I have a confession to make: I'd never listened to the Newbridge Mayubernatorial debate. That was broadcast about six months before I started listening regularly, and I haven't actually gone back to listen to huge numbers of early shows, but Austin from Chicago's post inspired me to finally do so. This episode is completely amazing and hilarious. The canned audience applause makes me laugh every time, and I think maybe my single favorite thing is how the one candidate who actually has some substantive ideas for things that could benefit the people of Newbridge--Pudge--never stands half a chance because he lacks self-confidence (which in this context is to say he lacks overwhelming, completely unjustified egomania).
If you ever want to read this debate, you can do so here:
http://www.recidivism.org/2008/08/balance_buddies.html
VON TRIMBLE: Little guys need pleasure, too!
Aside from the stunning performances involved in the debate itself, what I really love about that episode is where it places Tom in the context of Newbridge, that he's evidently the most respected broadcast journalist in the city and is hosting the debates. And accordingly, he's instantly ready to blow off radio for TV. Just one of those hilarious Newbridge-Tom show-within-the-Show character details that I don't thing ever gets enough credit, that Tom is simultaneously playing a character and hosting a live, unscripted radio show.
The Mayubernatorial Debate era is also the source of one of my biggest Newbridge mysteries, the brief and terrible rise to power of Tor Halversom and what happened to cause his ever faster fall. I always got the sense that there was a storyline brewing there that ended up changing course.

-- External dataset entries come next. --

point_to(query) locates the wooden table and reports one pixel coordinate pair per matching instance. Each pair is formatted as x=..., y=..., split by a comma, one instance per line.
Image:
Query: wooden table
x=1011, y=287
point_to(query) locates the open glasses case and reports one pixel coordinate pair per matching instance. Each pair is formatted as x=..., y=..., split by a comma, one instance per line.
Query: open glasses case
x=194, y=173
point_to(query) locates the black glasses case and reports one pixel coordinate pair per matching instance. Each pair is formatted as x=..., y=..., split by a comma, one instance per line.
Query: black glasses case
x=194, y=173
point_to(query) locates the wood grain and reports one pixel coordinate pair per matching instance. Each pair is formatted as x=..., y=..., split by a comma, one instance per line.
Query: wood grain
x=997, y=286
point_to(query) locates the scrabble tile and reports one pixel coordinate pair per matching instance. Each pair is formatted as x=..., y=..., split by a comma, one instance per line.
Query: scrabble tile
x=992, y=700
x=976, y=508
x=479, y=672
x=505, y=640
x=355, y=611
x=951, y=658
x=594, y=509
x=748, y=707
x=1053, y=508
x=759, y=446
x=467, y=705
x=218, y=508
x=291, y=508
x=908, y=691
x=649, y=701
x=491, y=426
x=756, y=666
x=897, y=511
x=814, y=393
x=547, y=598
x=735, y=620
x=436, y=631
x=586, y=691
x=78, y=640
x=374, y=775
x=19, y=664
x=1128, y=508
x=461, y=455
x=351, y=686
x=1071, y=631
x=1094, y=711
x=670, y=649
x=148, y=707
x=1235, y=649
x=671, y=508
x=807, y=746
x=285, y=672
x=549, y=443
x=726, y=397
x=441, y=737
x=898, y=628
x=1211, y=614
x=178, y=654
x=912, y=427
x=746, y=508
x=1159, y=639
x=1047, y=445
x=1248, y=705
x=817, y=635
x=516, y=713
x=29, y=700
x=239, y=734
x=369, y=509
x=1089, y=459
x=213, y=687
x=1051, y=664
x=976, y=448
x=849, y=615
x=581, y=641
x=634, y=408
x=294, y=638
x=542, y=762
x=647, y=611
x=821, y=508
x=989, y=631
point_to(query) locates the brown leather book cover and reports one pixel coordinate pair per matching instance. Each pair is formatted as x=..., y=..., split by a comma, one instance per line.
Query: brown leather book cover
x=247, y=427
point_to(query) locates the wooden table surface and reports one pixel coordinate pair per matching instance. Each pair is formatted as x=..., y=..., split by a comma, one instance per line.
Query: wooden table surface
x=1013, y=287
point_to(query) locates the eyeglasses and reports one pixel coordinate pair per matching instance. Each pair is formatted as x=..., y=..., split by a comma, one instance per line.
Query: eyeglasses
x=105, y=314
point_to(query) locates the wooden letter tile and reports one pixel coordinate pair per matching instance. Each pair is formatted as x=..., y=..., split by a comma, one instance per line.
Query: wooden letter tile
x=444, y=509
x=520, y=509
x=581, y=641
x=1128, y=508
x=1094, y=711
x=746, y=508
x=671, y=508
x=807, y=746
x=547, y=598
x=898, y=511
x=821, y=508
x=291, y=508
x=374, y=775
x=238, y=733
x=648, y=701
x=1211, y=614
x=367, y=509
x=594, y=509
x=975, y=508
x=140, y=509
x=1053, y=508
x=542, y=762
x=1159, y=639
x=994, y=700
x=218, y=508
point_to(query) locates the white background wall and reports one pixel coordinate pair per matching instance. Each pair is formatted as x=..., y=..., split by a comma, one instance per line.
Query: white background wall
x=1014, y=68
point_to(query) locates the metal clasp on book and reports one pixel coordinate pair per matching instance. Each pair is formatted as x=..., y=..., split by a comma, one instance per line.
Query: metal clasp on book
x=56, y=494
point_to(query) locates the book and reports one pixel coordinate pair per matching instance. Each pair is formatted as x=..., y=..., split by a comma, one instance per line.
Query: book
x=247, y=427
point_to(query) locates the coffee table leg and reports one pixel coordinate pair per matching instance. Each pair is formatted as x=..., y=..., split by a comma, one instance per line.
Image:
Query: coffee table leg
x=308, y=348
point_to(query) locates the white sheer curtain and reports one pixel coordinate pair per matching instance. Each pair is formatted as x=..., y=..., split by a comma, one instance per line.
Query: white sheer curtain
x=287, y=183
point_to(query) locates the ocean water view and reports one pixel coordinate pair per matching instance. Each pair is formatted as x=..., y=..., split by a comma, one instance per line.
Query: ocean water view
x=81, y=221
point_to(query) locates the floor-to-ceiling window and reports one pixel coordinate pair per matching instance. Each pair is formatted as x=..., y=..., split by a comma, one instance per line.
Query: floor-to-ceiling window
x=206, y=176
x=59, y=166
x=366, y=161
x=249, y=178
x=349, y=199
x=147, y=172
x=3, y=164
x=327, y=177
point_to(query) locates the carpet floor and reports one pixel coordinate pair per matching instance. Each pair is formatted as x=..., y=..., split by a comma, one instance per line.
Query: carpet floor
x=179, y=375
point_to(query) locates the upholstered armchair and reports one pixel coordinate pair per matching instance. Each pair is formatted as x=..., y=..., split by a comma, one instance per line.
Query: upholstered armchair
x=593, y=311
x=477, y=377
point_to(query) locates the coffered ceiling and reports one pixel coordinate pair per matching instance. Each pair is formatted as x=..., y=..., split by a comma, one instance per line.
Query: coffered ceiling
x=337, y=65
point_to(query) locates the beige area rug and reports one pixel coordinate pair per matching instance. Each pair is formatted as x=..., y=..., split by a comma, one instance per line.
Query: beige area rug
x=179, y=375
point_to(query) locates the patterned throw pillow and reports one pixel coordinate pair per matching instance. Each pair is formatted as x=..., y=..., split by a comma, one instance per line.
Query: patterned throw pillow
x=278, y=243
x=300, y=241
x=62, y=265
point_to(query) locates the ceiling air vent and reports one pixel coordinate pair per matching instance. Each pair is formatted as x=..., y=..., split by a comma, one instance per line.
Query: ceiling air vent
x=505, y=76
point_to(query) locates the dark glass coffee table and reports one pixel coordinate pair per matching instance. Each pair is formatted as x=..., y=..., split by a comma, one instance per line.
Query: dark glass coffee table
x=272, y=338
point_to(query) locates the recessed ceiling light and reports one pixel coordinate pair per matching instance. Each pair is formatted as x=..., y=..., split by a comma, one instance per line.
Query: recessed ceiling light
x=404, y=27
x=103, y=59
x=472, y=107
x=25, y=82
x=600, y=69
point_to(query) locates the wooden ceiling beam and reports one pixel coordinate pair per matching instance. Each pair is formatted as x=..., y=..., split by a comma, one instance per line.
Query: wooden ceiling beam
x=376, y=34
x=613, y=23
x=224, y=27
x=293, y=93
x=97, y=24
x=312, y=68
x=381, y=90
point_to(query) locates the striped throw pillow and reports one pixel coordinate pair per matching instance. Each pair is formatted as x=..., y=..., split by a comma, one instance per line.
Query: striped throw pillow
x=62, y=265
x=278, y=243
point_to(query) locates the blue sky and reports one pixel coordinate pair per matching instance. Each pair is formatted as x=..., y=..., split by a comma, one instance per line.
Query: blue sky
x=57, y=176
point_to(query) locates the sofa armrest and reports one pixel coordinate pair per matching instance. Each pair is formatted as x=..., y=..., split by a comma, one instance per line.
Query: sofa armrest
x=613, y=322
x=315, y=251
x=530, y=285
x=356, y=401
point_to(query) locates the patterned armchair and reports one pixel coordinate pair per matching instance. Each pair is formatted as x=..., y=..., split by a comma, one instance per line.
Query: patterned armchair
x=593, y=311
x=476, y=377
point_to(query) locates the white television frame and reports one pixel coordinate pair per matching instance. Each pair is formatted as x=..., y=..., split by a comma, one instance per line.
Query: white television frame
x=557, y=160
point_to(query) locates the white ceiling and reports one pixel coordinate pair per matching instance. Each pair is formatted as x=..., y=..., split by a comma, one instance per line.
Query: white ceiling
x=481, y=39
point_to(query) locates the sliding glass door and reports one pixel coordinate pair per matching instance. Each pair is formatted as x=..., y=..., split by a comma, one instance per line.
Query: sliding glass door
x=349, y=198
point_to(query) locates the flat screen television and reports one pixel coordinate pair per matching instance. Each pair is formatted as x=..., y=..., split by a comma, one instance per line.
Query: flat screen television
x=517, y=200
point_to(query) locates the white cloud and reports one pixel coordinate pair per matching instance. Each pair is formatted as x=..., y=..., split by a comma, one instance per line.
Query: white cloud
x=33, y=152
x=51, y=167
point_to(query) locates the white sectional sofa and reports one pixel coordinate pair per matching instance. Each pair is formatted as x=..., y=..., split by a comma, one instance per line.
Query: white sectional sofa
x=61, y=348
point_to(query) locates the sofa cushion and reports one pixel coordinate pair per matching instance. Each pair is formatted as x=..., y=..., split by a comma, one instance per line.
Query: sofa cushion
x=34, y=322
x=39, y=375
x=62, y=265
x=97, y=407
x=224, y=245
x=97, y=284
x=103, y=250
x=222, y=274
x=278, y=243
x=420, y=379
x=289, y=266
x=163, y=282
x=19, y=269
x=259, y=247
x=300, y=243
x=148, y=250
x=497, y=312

Another great thing about Tom playing a character while simultaneously hosting a "real" show is that never once has Tom ever broken character and said, "By the way, this is a fictional thing I'm doing, and
let's have a big hand for Jon Wurster," nor has he ever even acknowledged that Jon Wurster plays all the different characters on the air. After 13 years, Wurster calls are still framed as "just another call," even though it's become clearer that there's a collision of fictional and non-fictional worlds. The first Wurster call I ever heard didn't seem like a "fake" call to me at first, because in the context of the show, when the callers and Tom can both be so combative, having Jon call up as some weird, uber-confident guy just seemed like business as usual. When I first heard the Best Show, I had to go online and research who it was who was playing the characters on the show - listenership/fandom requires actual work because Tom doesn't give away the secrets to the show
on the show. I can't imagine how weird that must have been for listeners in the early days when the show was local and there was far less information about TBSOWFMU online. Even now, with a wealth of info about Tom and Jon out there in the media, Tom still has to shore up the mystery about the process of the show's production in order for it to work as well as it does. When you think about it, Tom's absolute, steadfast refusal to acknowledge the separate worlds of "the show" and "Newbridge" is really bizarre and brave - instead of breaking down the Fourth Wall, Tom is constantly
reinforcing the Fourth Wall. That trick neatly reverses the gains of post-modernism (in a way). With everything being so "meta" these days, it's almost reverse-meta.